Chwilę patrzyły na siebie z gniewem. Szare oczy wpatrywały się w oczy zielone. Trwało to kilka minut, aż kąciki ust każdej z nich zaczęły drżeć. Wybuchły śmiechem.
- Wychodzi na to.. że musimy.. na deser zjeść tosty z serem.
***
Wieczorem, gdy przyjaciółka poszła już do domu, Lola szykowała się do spania. Położyła się na chwilę i liczyła owce, żeby zasnąć, tak dla zabawy. Jej oczy zamykały się ale nie zasypiała. Na chwilę się odprężyła i zamknęła je na dłużej. Ale coś czuła, że musiała je otworzyć.
Stała przy niej Irka. Patrzyła na nią z gniewem.
- Irka, co jest?
- O, jaśnie pani się obudziła. Masz gościa.
Dlaczego Irka zachowywała się jak mama? I kim był gość?
W jej stronę szła dziwna postać.
To był.... jakiś chłopak!
Nie rozumiała co się dzieje.
- Cześć Lola. Co tam u Ciebie?
- Wszystko dobrze. Kim ty w ogóle jesteś?-Spytała się łapiąc się za głowę.
- Jestem tylko wytworem Twojej chorej wyobraźni.

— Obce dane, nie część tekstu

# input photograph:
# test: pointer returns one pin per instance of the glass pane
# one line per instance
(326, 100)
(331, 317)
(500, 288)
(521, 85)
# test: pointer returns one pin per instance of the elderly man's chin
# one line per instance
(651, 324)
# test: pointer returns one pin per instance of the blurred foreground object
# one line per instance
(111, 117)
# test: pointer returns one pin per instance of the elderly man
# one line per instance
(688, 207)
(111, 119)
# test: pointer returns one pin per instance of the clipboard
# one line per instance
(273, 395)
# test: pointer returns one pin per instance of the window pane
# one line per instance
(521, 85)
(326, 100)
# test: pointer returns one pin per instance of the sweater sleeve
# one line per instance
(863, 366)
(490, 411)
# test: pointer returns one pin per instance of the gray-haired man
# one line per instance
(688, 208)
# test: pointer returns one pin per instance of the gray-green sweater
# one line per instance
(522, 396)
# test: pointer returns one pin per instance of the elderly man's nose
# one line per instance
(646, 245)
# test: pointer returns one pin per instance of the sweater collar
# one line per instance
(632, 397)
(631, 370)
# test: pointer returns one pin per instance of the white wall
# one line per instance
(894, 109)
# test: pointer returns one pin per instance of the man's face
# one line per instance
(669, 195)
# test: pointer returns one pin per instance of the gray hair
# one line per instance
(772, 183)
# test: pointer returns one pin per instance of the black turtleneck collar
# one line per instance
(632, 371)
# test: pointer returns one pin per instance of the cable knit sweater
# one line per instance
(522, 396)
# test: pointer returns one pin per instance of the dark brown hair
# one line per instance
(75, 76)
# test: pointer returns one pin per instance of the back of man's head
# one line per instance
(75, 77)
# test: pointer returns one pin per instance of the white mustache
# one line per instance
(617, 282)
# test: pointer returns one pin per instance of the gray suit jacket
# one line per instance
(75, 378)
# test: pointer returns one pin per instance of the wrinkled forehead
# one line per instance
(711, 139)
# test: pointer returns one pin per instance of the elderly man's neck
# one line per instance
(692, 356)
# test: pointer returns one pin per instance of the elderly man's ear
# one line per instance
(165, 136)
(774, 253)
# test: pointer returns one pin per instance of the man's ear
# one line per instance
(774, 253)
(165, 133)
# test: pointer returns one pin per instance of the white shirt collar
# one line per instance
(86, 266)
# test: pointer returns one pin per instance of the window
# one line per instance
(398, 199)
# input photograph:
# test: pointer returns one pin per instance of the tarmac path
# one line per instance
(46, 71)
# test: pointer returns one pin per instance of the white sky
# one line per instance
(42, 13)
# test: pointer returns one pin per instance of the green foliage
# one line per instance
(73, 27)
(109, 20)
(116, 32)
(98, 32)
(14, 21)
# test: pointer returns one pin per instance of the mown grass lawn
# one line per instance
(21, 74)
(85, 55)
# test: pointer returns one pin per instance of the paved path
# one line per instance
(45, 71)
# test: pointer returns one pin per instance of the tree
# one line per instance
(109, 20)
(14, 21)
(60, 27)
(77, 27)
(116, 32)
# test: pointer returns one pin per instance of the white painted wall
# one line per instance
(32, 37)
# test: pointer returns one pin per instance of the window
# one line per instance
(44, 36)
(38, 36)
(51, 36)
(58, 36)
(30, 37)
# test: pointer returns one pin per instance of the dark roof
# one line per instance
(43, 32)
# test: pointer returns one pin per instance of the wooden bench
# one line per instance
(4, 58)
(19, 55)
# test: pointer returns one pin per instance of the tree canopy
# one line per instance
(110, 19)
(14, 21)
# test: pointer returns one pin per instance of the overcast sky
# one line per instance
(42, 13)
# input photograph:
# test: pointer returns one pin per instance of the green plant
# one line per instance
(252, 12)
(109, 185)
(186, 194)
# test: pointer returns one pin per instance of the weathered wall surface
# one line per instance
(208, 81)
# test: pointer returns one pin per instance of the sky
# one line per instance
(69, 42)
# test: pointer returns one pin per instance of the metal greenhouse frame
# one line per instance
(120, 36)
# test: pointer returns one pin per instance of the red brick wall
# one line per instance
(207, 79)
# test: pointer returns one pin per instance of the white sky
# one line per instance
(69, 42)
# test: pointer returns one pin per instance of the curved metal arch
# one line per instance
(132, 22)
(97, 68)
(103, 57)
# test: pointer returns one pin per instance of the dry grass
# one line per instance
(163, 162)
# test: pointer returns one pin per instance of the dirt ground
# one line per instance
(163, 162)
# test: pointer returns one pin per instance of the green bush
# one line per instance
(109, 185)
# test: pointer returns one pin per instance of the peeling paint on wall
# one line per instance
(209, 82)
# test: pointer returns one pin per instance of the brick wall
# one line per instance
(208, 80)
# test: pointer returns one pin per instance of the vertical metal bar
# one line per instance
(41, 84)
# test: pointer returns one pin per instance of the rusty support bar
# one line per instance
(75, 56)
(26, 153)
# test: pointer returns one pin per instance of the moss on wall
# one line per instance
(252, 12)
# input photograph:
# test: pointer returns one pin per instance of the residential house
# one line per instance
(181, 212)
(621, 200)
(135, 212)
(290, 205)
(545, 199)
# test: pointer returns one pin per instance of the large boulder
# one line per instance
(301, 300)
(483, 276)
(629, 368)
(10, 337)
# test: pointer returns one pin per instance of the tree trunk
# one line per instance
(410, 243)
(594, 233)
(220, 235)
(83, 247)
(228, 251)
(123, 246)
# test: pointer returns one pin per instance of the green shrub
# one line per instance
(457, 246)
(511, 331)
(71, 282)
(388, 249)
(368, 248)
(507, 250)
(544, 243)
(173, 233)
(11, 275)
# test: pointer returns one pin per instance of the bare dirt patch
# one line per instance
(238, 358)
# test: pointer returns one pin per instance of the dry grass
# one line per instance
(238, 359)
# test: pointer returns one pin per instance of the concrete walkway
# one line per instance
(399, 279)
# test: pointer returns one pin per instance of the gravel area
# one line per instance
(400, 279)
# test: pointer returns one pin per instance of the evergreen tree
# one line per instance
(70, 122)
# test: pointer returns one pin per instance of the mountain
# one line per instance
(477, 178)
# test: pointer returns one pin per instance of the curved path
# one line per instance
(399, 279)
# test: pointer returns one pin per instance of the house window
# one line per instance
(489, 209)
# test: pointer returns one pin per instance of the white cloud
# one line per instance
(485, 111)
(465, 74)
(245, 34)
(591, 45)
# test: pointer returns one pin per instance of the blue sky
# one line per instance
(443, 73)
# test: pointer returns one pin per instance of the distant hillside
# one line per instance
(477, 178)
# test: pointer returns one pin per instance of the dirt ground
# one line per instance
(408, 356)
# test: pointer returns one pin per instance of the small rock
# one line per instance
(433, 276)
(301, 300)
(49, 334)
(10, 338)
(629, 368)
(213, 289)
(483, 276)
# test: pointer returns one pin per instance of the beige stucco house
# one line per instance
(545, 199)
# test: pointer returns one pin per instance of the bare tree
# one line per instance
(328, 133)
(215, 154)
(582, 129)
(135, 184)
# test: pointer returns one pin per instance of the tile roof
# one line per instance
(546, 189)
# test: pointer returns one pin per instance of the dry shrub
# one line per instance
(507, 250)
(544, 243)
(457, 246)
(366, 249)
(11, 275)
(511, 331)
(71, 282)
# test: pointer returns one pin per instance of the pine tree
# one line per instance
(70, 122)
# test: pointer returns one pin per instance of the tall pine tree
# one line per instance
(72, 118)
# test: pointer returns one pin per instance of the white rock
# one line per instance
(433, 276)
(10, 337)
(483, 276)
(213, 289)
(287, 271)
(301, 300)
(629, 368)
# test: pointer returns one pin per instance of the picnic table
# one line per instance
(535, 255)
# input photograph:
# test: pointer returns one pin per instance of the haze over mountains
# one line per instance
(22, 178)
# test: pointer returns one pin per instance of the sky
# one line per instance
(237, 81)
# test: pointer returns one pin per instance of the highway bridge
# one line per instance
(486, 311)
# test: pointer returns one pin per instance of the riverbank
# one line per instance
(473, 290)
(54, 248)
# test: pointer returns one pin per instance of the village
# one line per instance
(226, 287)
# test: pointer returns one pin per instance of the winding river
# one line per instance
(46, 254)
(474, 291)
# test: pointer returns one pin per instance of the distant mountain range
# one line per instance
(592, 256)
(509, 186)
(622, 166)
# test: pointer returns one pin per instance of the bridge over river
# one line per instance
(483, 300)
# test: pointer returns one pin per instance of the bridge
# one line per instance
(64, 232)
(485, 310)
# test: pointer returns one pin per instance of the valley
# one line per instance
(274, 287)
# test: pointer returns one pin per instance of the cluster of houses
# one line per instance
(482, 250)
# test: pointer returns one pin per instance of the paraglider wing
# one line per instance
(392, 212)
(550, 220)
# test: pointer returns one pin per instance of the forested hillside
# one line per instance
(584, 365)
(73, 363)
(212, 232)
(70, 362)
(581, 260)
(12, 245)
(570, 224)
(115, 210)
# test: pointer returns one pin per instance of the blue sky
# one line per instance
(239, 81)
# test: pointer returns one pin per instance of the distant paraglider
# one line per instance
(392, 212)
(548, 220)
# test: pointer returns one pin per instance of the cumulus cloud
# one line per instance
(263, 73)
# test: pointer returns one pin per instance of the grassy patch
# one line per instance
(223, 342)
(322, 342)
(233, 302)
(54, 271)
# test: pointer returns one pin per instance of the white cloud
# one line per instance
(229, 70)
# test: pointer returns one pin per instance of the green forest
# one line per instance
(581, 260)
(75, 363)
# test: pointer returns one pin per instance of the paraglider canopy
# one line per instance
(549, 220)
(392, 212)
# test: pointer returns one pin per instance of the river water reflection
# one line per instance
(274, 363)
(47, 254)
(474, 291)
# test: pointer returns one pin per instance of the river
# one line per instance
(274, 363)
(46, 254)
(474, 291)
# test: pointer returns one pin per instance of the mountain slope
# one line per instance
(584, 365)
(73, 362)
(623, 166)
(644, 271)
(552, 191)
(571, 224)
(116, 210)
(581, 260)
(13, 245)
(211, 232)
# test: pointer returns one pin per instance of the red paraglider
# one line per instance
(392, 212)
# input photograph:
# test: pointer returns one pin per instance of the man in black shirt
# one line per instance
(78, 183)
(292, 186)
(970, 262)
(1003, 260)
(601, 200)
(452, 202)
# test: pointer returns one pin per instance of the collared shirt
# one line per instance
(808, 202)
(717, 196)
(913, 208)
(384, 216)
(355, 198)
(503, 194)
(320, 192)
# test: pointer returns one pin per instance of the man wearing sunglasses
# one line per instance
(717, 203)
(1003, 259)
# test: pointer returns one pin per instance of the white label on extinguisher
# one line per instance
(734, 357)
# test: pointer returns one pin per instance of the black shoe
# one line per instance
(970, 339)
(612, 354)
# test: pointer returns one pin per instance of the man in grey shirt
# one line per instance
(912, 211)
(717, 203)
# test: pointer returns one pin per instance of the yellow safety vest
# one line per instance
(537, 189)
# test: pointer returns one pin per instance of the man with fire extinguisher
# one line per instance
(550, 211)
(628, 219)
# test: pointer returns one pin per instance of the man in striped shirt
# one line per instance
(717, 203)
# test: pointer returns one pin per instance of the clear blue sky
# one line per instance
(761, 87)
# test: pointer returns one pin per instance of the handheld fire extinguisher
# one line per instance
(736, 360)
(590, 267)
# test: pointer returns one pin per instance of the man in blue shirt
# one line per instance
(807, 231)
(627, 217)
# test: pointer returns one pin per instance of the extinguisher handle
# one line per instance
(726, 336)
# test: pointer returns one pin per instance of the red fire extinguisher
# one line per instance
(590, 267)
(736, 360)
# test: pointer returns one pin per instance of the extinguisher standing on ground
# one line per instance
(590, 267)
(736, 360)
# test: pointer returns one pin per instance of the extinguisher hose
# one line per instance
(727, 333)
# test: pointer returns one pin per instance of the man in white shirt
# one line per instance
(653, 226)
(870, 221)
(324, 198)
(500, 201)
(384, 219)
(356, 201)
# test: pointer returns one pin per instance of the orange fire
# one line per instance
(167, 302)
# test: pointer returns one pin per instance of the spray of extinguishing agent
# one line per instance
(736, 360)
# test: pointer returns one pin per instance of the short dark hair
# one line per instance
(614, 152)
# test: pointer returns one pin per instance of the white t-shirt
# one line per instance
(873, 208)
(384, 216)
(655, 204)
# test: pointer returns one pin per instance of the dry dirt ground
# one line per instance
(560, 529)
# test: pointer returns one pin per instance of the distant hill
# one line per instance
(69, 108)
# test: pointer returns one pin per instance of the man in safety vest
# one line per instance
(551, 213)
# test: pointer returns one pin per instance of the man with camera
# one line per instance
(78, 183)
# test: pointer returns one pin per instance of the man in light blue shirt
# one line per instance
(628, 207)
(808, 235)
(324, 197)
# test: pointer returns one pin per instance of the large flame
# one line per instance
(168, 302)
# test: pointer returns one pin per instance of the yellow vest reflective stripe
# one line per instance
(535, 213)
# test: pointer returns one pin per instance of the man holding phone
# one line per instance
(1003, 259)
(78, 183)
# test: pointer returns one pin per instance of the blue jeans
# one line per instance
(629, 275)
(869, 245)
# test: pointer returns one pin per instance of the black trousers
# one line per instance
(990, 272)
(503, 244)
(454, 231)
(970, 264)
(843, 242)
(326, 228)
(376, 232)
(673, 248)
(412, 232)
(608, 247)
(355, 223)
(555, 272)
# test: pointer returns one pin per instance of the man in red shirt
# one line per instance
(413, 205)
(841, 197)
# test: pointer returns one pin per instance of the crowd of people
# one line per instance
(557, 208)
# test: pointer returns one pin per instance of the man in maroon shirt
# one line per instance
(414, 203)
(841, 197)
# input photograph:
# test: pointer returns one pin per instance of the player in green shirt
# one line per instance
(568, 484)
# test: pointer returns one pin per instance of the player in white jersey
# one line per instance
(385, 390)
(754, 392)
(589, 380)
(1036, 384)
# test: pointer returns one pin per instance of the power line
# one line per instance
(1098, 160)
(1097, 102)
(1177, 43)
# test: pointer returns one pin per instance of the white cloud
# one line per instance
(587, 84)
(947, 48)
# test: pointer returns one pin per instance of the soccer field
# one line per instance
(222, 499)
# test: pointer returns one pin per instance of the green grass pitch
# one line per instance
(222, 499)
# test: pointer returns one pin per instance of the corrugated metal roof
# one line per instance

Nie przejmuj się. Chcę być tylko przyjacielem.- Gość tylko się uśmiechnął.
- Co? jakiej wyobraźni?!- Przerwała i padła na tapczan.
***


wtorek, 14 października 2014

"Na każdego czeka miłość"


WSTĘP.
 Kakao, książka,pamiętnik.
Połączenie idealne. 
Z zazdrością patrzę na te wszystkie zakochane twarze.
Ta miłość która mnie osacza ze wszystkich stron.
Mam już 14 lat, dostaję powoli szału, to pragnienie miłości.... ono nie odstępuje.
Gdy jestem w domu. Nie mogę oglądać filmów.
Gdy jestem w szkole. Nie rozglądam się na boki.
Gdy słucham piosenek. Nie czytam tekstu.

Żałosne stukanie długopisem o kartki pamiętnika nie przestawało brzmieć. Czarny długopis trzymały palce z paznokciami pomalowanymi na różowo. Pukanie ustało, gdy kropla wody spadła na papier. Była to słona woda potocznie zwana łzą. Tusz rozmazał się. Słowa w pamiętniku straciły kompletny sens.
Lola była dziewczyną ni to brzydką ni to ładną. Wiecznie tłuste blond włosy i szare oczy nie komponowały się z posępnym charakterem dziewczyny. Wyglądały tak radośnie. A jej styl taki kolorowy.
Wszystko to po to by zakryć ból.
Ból nie ustający w domu. W szkole. W muzyce.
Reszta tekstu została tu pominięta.